LessIsMore: It's all about knowing what to leave out.

Strange thing, knowledge. It’s a paradox, but it’s a paradox in a good way. Unlike your average run-of-the-mill paradoxes such as why cars always cross at the exact point where a cyclist is riding, this one has a reason. A good one, too.

Y’see, knowledge isn’t about what you know, but about what you know to leave out. Ask any professional chef for their recipe for broccoli soup, and you’ll have proof. Your average amateur cook will use broccoli, potatoes, cream, maybe carrots, a few herbs and a whole host of other ingredients. A professional chef will use just two; water and broccoli. Maybe seasoning. That’s it.

And the soup will taste amazing.

Knowledge is just the same. The more you know, the less you need. A master writer can capture a scene in just a few lines where someone else would write reams, and still fail. The master Perl coder will produce tightly composed stanzas of code using 1/100th of the word count of a lesser programmer.

Call it Zen, enlightenment, or whatever.

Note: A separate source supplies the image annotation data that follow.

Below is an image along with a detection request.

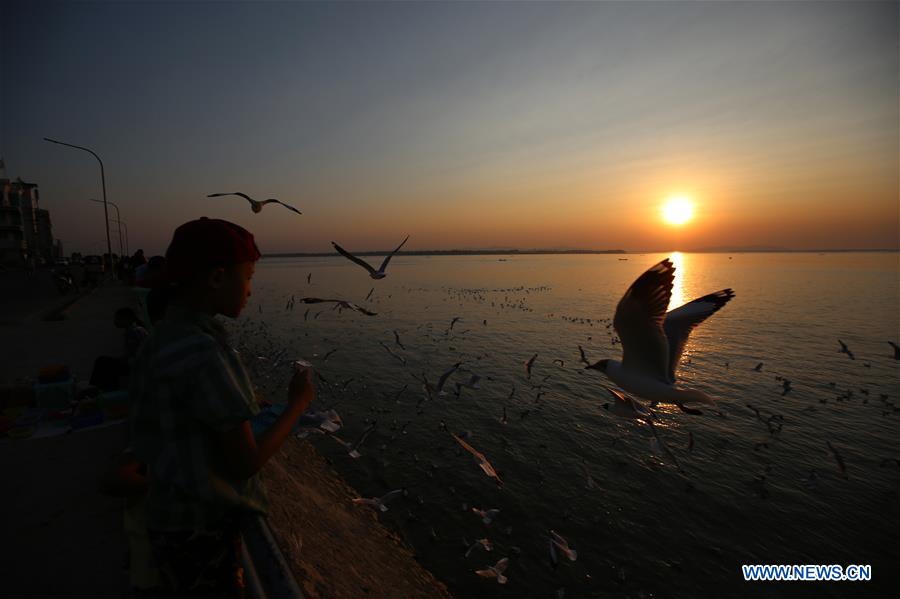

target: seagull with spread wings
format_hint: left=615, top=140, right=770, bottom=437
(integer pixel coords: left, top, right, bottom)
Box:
left=586, top=259, right=734, bottom=414
left=331, top=235, right=409, bottom=279
left=300, top=297, right=378, bottom=316
left=353, top=489, right=406, bottom=512
left=450, top=433, right=503, bottom=485
left=475, top=557, right=509, bottom=584
left=206, top=191, right=303, bottom=214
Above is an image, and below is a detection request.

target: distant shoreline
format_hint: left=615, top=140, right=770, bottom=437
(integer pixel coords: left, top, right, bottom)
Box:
left=263, top=248, right=900, bottom=258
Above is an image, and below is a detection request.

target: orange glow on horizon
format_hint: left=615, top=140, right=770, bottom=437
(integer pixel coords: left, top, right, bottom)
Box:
left=662, top=195, right=694, bottom=226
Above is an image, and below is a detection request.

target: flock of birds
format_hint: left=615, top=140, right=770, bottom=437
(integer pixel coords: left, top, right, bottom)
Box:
left=210, top=192, right=900, bottom=584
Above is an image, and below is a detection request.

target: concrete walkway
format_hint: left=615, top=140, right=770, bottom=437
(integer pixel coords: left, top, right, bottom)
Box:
left=0, top=281, right=135, bottom=598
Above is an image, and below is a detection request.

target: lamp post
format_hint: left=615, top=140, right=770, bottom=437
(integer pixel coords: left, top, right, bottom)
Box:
left=110, top=220, right=131, bottom=256
left=88, top=198, right=123, bottom=255
left=44, top=137, right=112, bottom=270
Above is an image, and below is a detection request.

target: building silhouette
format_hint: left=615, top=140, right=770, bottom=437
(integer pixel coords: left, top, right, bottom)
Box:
left=0, top=178, right=61, bottom=265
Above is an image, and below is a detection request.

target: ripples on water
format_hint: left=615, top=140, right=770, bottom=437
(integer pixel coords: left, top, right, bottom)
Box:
left=233, top=253, right=900, bottom=597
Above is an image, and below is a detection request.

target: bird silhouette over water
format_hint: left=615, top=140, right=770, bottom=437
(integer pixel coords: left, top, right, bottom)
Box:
left=206, top=191, right=303, bottom=214
left=838, top=339, right=856, bottom=360
left=586, top=259, right=734, bottom=413
left=331, top=235, right=409, bottom=279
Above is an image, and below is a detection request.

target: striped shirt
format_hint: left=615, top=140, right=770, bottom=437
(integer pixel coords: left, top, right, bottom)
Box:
left=129, top=306, right=267, bottom=531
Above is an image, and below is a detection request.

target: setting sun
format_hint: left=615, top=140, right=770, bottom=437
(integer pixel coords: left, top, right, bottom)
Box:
left=662, top=196, right=694, bottom=225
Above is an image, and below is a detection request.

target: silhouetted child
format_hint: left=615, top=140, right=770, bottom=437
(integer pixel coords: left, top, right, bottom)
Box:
left=90, top=308, right=149, bottom=391
left=129, top=218, right=315, bottom=597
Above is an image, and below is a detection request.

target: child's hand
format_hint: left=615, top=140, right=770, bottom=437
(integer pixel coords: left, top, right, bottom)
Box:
left=288, top=368, right=315, bottom=412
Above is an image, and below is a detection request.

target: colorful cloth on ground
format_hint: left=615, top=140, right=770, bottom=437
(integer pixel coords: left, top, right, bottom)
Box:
left=149, top=519, right=244, bottom=599
left=129, top=306, right=267, bottom=531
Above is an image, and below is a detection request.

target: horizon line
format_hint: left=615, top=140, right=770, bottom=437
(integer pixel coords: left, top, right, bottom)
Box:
left=262, top=248, right=900, bottom=258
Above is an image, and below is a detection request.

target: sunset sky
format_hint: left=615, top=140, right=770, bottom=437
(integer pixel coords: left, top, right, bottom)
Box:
left=0, top=0, right=900, bottom=254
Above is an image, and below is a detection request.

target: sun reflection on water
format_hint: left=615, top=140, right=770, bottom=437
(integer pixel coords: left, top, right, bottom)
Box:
left=668, top=252, right=686, bottom=310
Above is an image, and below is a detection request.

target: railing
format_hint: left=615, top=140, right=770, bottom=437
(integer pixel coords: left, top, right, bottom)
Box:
left=241, top=515, right=303, bottom=599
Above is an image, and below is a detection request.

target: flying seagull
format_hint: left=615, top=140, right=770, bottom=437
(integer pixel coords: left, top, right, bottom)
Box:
left=475, top=557, right=509, bottom=584
left=525, top=354, right=537, bottom=378
left=435, top=362, right=462, bottom=396
left=838, top=339, right=856, bottom=360
left=206, top=191, right=303, bottom=214
left=888, top=341, right=900, bottom=360
left=603, top=387, right=653, bottom=421
left=472, top=507, right=500, bottom=526
left=300, top=297, right=378, bottom=316
left=331, top=422, right=377, bottom=459
left=550, top=530, right=578, bottom=565
left=450, top=433, right=503, bottom=485
left=578, top=345, right=591, bottom=366
left=331, top=235, right=409, bottom=279
left=353, top=489, right=406, bottom=512
left=586, top=259, right=734, bottom=413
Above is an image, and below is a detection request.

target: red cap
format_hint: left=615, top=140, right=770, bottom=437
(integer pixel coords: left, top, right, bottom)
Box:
left=166, top=216, right=262, bottom=283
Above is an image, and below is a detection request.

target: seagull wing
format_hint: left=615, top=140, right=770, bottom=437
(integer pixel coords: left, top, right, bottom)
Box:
left=613, top=259, right=675, bottom=383
left=343, top=302, right=378, bottom=316
left=378, top=489, right=403, bottom=503
left=437, top=362, right=461, bottom=393
left=352, top=423, right=375, bottom=450
left=450, top=433, right=487, bottom=462
left=663, top=289, right=734, bottom=383
left=378, top=235, right=409, bottom=273
left=206, top=191, right=256, bottom=204
left=262, top=198, right=303, bottom=214
left=494, top=557, right=509, bottom=574
left=331, top=241, right=375, bottom=275
left=606, top=387, right=653, bottom=419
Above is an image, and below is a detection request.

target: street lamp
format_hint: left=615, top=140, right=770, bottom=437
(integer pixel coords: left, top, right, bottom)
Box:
left=44, top=137, right=112, bottom=269
left=88, top=198, right=122, bottom=254
left=110, top=220, right=131, bottom=256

But it’s true.

When it comes to photography, I’m using a camera (for all it’s digital bells and whistles) operates exactly like my first SLR in the early eighties. I can use manual focusing, set the metering to center-weighting and adjust the f-stop and shutter speeds to taste. Sure, auto-everything is there when I’m feeling lazy, but my best shots come when I use less and let my knowledge simplify.

It’s the same with knowing when to fire the shutter. A cluttered shot is a wasted shot. Simplify. Knowing when to shoot is key, especially in today’s auto-fire age where it’s ok to fire 1,000 shots in the hopes of getting a single good keeper. Back in the good old days of film (remember that?), each shot was precious because there were only 36 on a roll, and that stuff cost money. Now it’s just free bits, and that’s made us sloppy. The thing is that one good shot out of a thousand is nothing more than a statistical blip; it might be good, but it’s nowhere close to a single carefully considered frame.

I could give countless examples from coding (Perl!) to writing (Occam’s Razor) to character generation (one great concept is better than a thousand abilities. Just compare Hulk to Superman for proof) to music (where knowing where to put the spaces between the notes is all important).

This came to mind because I’ve been fiddling with Tumblr (sadly apparently offline right now. Boo.) It’s Yet Another Web 2 Thing ™ which is designed to do one thing, well. Like del.icio.us, there’s a draggable toolbar thingy which you click, and it’ll automatically format a blogpost in your tumblr site based on the webpage/image/whatever you’re looking at. It’s this context sensitivity which makes it so clever – link a pic from Flickr and it’s there, a YouTube vid, and it’s inline. Highlight some text, and it’s formatted as a quote. The whole thing is very, very Lazy Web. Single click blogging, and perfect it your the kind of blogger who likes to use their blog as a Directory of wonderful things rather than as a place to post your own opinions, etc. Which you can do too.

I like Tumblr because it combines the best of blogging, rss and bookmarking in one very simple whole. They’ve used the knowledge, brilliantly.

And it’s all about knowing what to leave out.